In un misto tra documento storico, emozione e ironia, Paola Minaccioni ha vestito i panni di un’antieroina del Novecento: Elena Di Porto, la “matta” del ghetto ebraico di Roma.

Il 16 ottobre del 1943, i soldati tedeschi rastrellarono il ghetto di Roma, deportando ad Auschwitz oltre 1000 ebrei. Fra questi c'era una donna, Elena Di Porto, che fino alla sera prima aveva tentato invano di avvertire gli abitanti del ghetto di quanto stava per accedere. Nessuno le aveva dato ascolto, però, perché Elena era la “pazza” del quartiere ebraico: “La Matta di piazza Giudìa”.

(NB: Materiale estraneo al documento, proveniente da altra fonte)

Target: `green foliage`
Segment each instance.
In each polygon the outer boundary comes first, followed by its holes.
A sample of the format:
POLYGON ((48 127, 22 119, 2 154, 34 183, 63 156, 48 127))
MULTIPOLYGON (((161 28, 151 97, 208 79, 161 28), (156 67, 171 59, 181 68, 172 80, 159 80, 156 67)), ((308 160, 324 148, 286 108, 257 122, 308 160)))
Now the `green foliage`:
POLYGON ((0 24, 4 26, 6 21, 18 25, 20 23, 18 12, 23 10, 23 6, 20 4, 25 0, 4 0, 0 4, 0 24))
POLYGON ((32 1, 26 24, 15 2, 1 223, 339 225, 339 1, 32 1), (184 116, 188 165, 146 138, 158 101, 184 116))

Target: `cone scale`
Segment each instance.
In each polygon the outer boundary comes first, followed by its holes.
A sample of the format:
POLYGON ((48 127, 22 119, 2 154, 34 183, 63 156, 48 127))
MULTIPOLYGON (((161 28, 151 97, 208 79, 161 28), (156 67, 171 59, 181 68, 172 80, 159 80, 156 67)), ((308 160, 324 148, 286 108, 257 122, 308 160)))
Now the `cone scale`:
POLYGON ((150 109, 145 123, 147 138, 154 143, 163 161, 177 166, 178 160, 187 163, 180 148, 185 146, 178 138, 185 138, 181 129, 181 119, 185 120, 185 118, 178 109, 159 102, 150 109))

Paola Minaccioni presta il suo corpo e la sua voce alla figura di Elena Di Porto, in un monologo scritto da Elisabetta Fiorito, con la regia di Giancarlo Nicoletti e le musiche di Valerio Guaraldi. Lo spettacolo è in tour nei teatri di tutta l’Italia.

A 82 anni da quel triste avvenimento, “Elena la Matta” rappresenta un viaggio nell’Italia della Seconda Guerra Mondiale. Elena Di Porto era una donna dal carattere particolare: dichiarata pazza dal regime fascista, in realtà non lo era affatto. Nata nel 1912 da un’umile famiglia ebraica, Elena era una donna singolare ribelle e anticonformista. Separata dal marito, indipendente, antifascista convinta e temeraria, poco disposta ad accettare qualsiasi tipo di sopruso.

Lo spettacolo prende spunto dal libro storico del ricercatore archivista Gaetano Petraglia – “La Matta di piazza Giudìa”, edito dalla Giuntina – che, attraverso documenti inediti e altre testimonianze, ricostruisce la vita di questa donna straordinaria.

Nonostante i reiterati ricoveri nell’Ospedale Psichiatrico della capitale di Santa Maria della Pietà, infatti, Elena non indietreggiò mai di un solo millimetro nella sua resistenza agli orrori della guerra.

Sulla scena, la protagonista racconta gli scatti d'ira che la mettevano nei guai quando non ce la faceva più a subire angherie e, per citare le sue stesse parole, “je partiva er chicchero”.